Comment enrayer la montée de tensions entre la Côte d’Ivoire et le Burkina Faso ? Que pensez-vous de l’Alliance des États du Sahel (AES) ?

Aujourd’hui, les pays d’Afrique doivent relever le défi de gérer eux-mêmes leur souveraineté, mais également leur sécurité et leur développement. Sauf qu’ils rencontrent des obstacles, que ce soit avec les États voisins, ou même avec l’ancien colonisateur qui n’a pas encore renoncé complètement à la Françafrique. C’est ce qui a provoqué la création de l’AES. Cela aurait pu nous arriver à nous aussi. Entre 2010 et 2011, nous avons été nous-mêmes bombardés, vilipendés, attaqués, d’abord par des troupes de l’étranger, puis par la force Licorne, la force onusienne, etc. L’AES est à nos portes, ce sont nos voisins immédiats.

S’ils veulent constituer cette alliance, il ne nous revient pas d’en débattre, c’est leur problème ! Nous ne pouvons pas nous permettre le luxe de ne pas avoir de relations avec eux. Nous avons même intérêt à mener toutes les négociations possibles, sur le plan diplomatique, pour arriver à bâtir ensemble la sécurité de la sous-région, éviter les intrusions depuis les pays voisins et organiser les échanges économiques. Sinon, c’est toute l’Afrique de l’Ouest qui va être déstabilisée. Vous voyez déjà des impacts au Bénin ou au Togo. Ce problème est d’une importance vitale.

Conservez-vous, depuis la crise de 2010-2011, des griefs envers la France et la communauté internationale ?

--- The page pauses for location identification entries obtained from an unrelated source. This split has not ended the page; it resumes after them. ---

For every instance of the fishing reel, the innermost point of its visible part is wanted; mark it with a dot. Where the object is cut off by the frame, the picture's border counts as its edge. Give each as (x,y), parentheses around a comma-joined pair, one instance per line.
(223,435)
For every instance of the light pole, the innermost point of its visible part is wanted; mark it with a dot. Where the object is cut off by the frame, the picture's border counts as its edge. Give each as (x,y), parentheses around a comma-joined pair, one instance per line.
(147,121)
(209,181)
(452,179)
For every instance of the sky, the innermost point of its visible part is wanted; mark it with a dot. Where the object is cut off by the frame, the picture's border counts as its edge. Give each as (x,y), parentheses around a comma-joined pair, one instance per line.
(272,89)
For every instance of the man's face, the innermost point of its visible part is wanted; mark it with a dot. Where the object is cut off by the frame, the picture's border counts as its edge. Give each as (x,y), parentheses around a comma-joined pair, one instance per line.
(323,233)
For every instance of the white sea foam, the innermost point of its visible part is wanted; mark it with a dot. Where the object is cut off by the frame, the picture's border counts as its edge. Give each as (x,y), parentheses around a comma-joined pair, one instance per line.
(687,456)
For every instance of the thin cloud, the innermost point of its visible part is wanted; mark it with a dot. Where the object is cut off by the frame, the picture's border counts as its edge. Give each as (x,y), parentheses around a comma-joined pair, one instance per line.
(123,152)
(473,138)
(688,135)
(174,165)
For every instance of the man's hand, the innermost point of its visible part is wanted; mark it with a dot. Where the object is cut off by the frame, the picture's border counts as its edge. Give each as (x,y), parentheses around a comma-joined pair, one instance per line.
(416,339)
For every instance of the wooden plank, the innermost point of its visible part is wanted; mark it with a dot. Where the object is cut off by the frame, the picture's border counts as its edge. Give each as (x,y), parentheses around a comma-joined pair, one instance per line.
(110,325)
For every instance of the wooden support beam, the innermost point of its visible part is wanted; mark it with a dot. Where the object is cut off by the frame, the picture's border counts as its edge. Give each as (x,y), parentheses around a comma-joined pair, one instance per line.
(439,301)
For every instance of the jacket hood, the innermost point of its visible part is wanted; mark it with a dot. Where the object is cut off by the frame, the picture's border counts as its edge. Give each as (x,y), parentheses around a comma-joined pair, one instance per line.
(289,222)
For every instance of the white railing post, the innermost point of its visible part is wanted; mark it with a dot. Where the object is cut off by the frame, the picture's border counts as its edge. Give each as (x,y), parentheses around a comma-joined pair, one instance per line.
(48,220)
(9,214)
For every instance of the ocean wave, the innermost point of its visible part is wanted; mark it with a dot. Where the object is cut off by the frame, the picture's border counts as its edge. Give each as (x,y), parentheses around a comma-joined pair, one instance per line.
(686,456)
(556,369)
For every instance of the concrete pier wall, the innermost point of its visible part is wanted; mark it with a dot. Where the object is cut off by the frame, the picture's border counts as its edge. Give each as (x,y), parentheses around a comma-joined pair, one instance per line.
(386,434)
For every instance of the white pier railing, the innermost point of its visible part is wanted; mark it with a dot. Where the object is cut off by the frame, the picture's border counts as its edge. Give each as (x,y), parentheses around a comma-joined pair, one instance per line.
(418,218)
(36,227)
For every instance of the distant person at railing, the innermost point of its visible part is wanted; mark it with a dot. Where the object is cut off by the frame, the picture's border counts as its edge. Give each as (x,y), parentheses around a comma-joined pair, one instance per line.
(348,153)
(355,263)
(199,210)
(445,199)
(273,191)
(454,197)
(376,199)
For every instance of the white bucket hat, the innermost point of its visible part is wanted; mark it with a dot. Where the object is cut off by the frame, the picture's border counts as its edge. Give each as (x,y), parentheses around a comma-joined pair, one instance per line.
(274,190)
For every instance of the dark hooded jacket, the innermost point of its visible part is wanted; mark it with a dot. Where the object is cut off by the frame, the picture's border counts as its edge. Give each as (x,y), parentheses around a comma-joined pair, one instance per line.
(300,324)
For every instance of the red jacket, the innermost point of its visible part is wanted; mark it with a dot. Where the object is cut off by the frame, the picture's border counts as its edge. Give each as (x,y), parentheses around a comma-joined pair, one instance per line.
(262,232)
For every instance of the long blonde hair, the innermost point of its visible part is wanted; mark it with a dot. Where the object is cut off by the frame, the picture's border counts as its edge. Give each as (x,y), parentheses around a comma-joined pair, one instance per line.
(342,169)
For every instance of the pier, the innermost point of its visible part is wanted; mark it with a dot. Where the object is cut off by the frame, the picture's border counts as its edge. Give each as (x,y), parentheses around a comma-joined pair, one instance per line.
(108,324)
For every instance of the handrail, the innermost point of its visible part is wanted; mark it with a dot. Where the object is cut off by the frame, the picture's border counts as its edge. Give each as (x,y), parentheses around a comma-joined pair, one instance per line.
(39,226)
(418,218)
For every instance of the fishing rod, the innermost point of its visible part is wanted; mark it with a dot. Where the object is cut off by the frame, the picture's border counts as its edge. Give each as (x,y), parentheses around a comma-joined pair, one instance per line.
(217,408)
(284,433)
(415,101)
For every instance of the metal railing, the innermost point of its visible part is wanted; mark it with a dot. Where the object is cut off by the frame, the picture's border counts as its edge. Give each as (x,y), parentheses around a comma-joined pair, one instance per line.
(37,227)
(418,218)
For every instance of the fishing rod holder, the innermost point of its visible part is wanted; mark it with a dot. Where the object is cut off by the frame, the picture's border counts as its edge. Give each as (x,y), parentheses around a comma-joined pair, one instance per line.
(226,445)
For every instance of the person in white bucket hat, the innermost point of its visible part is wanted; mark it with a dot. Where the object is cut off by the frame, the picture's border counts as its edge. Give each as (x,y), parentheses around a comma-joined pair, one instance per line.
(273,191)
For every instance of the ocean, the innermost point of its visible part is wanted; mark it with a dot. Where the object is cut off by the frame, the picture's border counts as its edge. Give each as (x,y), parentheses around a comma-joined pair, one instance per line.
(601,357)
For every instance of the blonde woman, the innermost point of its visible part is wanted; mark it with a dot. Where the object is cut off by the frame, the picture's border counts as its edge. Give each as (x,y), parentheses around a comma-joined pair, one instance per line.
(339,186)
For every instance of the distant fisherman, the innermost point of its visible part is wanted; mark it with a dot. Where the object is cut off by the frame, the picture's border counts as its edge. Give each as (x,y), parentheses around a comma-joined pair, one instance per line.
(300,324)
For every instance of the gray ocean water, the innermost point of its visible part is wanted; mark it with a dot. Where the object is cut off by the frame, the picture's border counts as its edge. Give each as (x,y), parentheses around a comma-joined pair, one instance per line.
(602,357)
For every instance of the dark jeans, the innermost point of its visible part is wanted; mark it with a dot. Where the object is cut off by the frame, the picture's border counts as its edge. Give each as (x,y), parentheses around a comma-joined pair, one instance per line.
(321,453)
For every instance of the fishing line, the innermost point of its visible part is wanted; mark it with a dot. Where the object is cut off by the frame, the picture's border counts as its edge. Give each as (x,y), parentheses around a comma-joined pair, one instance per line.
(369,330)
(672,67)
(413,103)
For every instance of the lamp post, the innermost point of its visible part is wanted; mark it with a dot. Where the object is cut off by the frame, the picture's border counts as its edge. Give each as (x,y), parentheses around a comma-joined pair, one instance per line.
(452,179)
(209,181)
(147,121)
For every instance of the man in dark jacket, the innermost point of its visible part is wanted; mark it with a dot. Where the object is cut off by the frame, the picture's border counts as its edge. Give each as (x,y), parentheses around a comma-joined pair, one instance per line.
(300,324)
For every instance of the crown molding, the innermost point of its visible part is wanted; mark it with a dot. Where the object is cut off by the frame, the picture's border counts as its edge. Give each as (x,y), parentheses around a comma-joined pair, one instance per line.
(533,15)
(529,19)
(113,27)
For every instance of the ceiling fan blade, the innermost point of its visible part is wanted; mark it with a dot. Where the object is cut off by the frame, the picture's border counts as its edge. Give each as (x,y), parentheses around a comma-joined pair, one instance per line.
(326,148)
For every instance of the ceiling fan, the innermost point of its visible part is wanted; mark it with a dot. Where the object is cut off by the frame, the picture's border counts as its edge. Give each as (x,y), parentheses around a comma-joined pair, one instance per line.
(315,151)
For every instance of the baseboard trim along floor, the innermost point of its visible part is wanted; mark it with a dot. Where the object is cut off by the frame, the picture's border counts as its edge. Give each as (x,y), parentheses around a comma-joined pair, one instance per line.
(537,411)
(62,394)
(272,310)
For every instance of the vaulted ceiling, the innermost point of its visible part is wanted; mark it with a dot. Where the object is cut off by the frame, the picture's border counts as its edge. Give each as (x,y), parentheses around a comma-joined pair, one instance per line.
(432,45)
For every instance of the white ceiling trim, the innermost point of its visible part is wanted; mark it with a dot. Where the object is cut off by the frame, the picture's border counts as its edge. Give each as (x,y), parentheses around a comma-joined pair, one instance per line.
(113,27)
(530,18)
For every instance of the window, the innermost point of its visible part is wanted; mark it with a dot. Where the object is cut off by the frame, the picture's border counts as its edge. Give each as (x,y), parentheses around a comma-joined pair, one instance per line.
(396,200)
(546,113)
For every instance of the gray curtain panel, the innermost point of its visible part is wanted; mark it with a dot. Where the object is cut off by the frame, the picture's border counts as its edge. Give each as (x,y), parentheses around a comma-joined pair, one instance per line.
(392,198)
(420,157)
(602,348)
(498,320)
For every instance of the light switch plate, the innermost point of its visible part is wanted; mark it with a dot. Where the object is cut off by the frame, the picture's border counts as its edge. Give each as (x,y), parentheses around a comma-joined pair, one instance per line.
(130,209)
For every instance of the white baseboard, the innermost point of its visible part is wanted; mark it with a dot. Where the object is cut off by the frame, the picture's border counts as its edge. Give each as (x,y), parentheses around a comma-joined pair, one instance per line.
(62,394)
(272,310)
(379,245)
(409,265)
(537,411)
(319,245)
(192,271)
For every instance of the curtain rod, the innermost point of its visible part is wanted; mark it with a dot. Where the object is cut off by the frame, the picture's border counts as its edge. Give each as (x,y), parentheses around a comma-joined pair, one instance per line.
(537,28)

J’ai passé trois ans et demi à Odienné après mon arrestation. J’ai beaucoup réfléchi et beaucoup prié. On m’a dit qu’il fallait que je prie pour Alassane Ouattara, c’était très difficile. J’en avais gros sur le cœur, contre ce monsieur, son parti politique ainsi que contre les Français et la communauté internationale qui l’ont soutenu alors que je considérais qu’il n’était pas dans son droit. Je considérais qu’il était un agresseur de cette nation. Pourtant, j’ai reçu un texte de prière à réciter pour lui, matin et soir. J’ai fait ça pendant une semaine. À la fin, j’ai été guérie de toute ma rancœur envers lui. Aujourd’hui, je pose donc le problème du pardon et de la réconciliation. Se libérer de la rancœur, c’est se rendre service à soi-même.

Vous réfutez l’image qui vous a été attribuée, lorsque vous étiez Première dame, de « dame de fer ». Pourquoi ?

Cela dépend de ce qu’on entend par là. Certains ont estimé que j’étais une personne très autoritaire, qui prenait les décisions à la place de son mari, qui ne pardonnait rien et qui tapait dur. Un peu comme ces communistes du début du siècle passé qui se promenaient le couteau entre les dents pour tuer, trucider, taillader… Cette image-là, je la récuse, ce n’est pas du tout ce que je suis. En revanche, les problèmes qui se posent dans nos nations africaines exigent de l’individu qu’il soit ferme. De l’ouverture, de la sagesse, de l’intelligence, certes, mais de la résolution et de la fermeté. Vous pouvez trouver ça chez moi parce que c’est nécessaire.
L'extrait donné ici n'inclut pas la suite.